I’m hungry! The phrase that a mother of two boys hears almost constantly. Are they really starving? No. Do they (or we for that matter) really know what it is truly like to be starving? No. On Tuesday, we visited New Ross and the Dunbrody. http://www.dunbrody.com
The Dunbrody is a replica of a ship that was used during the Irish Potato Famine to transport people to America and Canada. When we entered the museum shop to pay our admission we were each given a “ticket” for our passage to America. It was filled with a great deal of information about how much we paid to travel and what type of rations we could expect. Of course, none of us rated a first class ticket. The docent then made it come to life!
We started in a small museum that was had a lot of information about the famine along with personalized accounts from various people affected by the famine.
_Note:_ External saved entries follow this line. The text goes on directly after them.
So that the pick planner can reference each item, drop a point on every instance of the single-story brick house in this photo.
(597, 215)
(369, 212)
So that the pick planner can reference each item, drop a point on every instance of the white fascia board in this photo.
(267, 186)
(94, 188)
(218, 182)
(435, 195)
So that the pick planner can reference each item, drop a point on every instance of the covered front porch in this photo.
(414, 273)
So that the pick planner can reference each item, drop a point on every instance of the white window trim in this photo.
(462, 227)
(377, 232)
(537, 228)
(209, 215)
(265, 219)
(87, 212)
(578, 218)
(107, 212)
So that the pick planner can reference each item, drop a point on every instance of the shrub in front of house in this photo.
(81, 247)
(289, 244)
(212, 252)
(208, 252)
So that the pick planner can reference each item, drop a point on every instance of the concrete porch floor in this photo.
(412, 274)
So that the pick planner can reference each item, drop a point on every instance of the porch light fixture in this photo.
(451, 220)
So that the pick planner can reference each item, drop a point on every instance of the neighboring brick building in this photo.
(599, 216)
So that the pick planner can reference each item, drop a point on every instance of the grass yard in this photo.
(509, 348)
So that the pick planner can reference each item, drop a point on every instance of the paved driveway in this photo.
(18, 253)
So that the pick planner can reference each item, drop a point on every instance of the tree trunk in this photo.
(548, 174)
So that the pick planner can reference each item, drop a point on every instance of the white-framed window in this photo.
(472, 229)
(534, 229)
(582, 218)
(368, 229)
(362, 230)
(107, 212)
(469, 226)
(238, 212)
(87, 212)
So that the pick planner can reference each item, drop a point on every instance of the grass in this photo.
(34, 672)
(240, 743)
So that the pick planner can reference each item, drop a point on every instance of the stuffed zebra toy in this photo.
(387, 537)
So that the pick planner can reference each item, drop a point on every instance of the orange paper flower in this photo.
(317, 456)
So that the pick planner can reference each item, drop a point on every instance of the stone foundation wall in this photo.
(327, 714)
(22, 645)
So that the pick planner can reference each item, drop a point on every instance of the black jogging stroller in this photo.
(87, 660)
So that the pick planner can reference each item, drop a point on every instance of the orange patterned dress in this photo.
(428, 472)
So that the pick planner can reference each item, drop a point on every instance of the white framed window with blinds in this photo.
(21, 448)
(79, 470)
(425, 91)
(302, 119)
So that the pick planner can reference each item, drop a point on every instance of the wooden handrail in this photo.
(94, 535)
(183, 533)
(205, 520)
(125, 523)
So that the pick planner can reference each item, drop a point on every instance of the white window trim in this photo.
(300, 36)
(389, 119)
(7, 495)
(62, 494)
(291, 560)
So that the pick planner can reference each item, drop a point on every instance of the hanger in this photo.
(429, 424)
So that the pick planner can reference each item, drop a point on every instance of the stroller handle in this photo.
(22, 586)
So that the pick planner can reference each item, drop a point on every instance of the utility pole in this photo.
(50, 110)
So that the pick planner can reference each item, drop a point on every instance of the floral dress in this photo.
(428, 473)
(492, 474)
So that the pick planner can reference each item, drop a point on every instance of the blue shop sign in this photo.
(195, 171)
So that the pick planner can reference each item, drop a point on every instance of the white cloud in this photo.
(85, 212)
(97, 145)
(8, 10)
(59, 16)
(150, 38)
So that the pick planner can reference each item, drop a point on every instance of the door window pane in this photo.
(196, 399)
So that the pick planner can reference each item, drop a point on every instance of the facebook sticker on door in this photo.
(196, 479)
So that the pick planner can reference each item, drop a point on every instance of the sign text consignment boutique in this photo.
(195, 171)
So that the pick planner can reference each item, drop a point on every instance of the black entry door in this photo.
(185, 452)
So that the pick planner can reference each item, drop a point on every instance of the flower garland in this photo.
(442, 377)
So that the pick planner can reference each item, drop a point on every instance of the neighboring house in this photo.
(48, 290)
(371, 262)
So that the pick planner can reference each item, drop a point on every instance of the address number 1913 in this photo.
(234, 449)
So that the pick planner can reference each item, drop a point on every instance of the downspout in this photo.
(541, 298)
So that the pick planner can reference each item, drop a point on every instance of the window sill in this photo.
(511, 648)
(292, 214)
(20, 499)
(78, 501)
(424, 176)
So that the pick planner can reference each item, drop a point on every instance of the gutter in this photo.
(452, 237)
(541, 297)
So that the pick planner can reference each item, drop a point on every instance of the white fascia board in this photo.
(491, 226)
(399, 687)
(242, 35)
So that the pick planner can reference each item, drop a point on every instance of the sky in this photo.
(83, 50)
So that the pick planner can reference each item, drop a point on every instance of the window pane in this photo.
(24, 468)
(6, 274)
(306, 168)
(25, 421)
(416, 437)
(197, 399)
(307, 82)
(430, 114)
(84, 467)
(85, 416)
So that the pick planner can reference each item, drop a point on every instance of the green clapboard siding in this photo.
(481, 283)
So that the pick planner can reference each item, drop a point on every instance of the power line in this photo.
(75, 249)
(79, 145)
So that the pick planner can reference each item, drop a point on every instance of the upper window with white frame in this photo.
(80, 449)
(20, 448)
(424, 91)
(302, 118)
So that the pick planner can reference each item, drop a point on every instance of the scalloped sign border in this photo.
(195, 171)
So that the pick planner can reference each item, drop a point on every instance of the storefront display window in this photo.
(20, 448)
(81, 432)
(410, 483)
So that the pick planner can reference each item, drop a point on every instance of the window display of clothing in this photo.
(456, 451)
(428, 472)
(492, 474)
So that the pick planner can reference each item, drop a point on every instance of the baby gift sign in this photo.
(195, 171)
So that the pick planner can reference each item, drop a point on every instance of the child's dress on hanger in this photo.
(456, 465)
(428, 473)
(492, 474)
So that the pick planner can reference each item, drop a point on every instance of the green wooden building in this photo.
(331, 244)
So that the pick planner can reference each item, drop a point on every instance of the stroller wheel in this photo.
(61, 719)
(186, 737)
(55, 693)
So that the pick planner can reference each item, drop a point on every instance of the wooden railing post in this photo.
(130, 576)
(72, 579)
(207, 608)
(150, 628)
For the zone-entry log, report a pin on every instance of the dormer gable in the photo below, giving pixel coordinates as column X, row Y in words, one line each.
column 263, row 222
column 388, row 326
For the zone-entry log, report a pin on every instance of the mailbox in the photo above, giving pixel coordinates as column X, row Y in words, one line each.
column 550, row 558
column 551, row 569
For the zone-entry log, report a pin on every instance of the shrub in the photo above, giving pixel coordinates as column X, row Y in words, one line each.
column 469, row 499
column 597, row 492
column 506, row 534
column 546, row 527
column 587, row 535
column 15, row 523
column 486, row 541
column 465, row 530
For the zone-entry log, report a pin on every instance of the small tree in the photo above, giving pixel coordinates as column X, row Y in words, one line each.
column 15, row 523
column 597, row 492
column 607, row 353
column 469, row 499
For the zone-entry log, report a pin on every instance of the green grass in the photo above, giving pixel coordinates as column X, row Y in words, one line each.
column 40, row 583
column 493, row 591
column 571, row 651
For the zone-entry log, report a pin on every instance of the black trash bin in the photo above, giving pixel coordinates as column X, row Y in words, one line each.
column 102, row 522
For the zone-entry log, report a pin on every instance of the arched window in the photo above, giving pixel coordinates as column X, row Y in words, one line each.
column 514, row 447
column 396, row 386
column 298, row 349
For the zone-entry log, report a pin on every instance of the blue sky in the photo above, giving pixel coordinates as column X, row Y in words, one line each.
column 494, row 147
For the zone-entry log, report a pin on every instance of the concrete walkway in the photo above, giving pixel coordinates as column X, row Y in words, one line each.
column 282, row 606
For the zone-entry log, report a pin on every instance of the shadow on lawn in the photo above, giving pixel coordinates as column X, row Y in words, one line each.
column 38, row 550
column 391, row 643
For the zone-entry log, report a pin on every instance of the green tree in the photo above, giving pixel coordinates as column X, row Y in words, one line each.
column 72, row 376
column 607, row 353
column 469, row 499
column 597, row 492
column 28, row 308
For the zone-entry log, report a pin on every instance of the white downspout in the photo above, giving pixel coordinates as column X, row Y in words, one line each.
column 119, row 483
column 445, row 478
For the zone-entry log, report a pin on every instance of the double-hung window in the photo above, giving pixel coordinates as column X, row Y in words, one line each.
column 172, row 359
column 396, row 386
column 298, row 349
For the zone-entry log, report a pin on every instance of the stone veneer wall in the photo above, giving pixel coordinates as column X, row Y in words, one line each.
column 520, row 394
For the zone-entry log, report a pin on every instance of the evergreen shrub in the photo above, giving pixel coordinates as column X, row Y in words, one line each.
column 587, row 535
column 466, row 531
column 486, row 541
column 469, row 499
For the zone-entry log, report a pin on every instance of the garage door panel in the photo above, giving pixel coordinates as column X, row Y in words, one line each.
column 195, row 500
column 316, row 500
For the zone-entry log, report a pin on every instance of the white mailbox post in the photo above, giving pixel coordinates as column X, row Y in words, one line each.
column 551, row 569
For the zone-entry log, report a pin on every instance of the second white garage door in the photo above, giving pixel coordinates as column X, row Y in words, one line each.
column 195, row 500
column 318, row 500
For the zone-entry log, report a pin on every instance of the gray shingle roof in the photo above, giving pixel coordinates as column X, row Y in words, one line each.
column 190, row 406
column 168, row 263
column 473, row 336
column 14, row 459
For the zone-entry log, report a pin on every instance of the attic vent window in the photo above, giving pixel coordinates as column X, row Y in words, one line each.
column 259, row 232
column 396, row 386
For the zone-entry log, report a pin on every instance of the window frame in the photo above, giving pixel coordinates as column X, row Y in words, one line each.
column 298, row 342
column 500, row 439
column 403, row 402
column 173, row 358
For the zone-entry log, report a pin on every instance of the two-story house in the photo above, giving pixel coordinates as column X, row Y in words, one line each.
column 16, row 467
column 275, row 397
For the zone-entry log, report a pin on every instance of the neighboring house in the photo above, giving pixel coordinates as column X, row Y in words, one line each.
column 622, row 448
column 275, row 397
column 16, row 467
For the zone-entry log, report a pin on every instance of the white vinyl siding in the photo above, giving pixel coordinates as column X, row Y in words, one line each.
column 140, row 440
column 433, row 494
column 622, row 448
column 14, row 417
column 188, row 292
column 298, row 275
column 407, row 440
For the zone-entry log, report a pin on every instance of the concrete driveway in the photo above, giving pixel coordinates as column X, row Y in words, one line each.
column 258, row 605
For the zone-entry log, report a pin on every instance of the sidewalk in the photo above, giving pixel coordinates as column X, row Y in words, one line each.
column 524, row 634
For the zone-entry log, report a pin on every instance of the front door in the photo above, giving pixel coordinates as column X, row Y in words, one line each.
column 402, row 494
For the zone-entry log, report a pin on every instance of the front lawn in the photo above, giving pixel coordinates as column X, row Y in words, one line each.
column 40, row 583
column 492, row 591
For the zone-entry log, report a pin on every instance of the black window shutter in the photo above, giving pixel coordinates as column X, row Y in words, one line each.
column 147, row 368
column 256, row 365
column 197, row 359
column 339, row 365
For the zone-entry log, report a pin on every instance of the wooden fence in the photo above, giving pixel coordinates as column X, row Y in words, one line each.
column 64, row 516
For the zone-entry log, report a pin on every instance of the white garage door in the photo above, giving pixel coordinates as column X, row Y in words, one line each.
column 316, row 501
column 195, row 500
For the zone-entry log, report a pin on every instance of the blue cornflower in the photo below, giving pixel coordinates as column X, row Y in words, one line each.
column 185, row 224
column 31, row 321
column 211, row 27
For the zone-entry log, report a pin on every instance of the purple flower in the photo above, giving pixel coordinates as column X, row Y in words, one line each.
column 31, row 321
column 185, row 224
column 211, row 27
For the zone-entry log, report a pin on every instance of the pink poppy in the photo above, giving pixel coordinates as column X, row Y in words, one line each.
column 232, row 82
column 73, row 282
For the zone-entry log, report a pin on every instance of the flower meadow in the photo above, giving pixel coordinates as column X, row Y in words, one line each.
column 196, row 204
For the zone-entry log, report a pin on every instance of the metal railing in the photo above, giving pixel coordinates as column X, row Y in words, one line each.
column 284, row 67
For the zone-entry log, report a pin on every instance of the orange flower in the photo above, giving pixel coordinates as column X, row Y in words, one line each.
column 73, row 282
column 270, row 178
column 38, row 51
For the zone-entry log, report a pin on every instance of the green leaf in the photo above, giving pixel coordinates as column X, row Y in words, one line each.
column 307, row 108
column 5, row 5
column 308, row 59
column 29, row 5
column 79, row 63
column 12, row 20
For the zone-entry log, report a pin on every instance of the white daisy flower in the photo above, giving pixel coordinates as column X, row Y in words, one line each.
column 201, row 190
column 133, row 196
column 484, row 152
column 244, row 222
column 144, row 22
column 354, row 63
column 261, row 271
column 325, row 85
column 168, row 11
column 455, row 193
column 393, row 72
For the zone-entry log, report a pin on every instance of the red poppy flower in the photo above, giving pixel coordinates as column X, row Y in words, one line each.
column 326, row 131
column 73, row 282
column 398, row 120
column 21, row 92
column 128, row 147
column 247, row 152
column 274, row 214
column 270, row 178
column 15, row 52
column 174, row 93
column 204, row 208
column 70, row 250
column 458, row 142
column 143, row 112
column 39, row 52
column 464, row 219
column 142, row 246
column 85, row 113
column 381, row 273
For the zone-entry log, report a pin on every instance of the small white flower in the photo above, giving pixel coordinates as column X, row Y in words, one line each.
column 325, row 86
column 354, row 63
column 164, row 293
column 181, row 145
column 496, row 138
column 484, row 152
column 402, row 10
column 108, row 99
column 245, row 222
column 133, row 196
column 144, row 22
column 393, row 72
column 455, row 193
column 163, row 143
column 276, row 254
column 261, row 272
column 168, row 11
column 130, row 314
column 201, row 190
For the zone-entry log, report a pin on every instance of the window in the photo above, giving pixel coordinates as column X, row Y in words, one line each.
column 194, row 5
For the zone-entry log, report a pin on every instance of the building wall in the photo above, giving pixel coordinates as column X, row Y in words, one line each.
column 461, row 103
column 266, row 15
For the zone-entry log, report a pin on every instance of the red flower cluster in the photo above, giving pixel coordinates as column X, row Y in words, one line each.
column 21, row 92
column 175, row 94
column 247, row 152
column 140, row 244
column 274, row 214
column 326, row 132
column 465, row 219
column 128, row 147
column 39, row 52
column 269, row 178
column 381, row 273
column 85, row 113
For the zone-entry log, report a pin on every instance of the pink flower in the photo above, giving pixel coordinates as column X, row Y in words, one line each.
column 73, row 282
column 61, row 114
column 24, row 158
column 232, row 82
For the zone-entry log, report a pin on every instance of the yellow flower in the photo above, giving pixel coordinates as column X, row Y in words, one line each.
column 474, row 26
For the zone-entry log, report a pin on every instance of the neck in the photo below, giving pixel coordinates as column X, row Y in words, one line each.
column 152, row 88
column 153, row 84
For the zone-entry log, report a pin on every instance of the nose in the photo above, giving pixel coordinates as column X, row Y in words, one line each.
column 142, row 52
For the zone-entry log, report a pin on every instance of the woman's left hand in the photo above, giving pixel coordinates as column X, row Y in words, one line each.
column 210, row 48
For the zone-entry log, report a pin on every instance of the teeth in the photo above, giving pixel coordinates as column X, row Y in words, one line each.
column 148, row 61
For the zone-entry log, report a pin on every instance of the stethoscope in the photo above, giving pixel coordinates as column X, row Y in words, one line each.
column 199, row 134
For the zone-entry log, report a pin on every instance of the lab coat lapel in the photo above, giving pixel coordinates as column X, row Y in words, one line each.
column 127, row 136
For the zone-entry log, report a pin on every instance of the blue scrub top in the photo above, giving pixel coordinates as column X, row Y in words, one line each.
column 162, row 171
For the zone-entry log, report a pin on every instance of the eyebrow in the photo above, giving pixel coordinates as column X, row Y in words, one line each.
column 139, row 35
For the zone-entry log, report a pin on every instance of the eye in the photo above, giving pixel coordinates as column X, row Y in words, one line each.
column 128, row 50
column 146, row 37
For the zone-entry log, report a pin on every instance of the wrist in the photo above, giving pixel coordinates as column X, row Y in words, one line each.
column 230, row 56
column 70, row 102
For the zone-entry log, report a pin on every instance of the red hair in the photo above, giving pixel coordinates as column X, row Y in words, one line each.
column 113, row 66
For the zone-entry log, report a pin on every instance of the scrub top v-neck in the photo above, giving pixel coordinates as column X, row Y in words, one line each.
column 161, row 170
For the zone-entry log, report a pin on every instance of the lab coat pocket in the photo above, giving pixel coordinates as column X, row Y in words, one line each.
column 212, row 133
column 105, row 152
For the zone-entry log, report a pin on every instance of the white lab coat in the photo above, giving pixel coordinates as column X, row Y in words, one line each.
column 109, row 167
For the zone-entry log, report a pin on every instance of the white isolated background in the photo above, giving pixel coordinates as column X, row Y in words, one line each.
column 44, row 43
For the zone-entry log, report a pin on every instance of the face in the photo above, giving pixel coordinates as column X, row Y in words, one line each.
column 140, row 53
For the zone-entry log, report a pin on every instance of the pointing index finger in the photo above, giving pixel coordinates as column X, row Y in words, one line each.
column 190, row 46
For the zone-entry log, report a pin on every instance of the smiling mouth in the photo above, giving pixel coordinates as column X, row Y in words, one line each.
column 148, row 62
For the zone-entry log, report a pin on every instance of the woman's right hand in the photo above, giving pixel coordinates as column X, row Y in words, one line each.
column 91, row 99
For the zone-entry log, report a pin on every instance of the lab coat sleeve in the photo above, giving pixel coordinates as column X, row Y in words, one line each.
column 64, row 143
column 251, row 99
I was amazed by a simple display that depicted the daily amount of potatoes that the average Irishman would consume. Wow! Armed with some information and a tour guide we headed out to the Dunbrody. It is a nice size boat….until you realized that 300 people or more would have called it home for 50 days while crossing the Atlantic.
Our group looked around the deck and then headed down to where the steerage passengers would have lived. We were able to find the bunks that our tickets were for. They looked okay until you saw that you would be sharing that little space with at least 3 other adults (sometimes more) and all of their worldly possessions! We “met” two women who described how horrific the conditions were on the ship. The lack of food. The lack of fresh air. The lack of privacy. The only thing not lacking was sickness and rats!
It made me stop and think. How bad most have the conditions in Ireland been to make a person willingly go through that torture not knowing what they would find when they got to America or Canada? They left everything, went through hell with just a hope for a better life. Nowadays we complain if our meal on the airplane isn’t hot and tasty. Glad that our forefathers were made of sterner stuff.
Of course, Sean’s first words as we were leaving consisted of “Where are we eating lunch?” O’Brien’s was our answer.
After lunch we headed to Hook Head Lighthouse. It is Europe’s oldest, continuously operated lighthouse. Imagine monks in the 12th climbing steps to light candles to warn ships of the rocky shoreline. While Dave and Ryan climbed to the top of the lighthouse with a tour guide, Sean and I took advantage of low tide to venture out onto the rocks below the lighthouse.
When we go to a beach along the Atlantic Ocean it is usually Myrtle Beach, South Carolina. There is a long stretch of gently sloping sand. Most days the waves are just enough to make it fun to stand in the warm(ish) water. This is the whole other side of the Atlantic!! The waves were fierce as they crashed against the rocks. There was sea foam and believe me, the spray was not warm! What an awesome display of power.
I love the things that we passed while driving around. A herd of dairy cows that have a beautiful ocean front view from their pasture and the most unique public post box that we saw!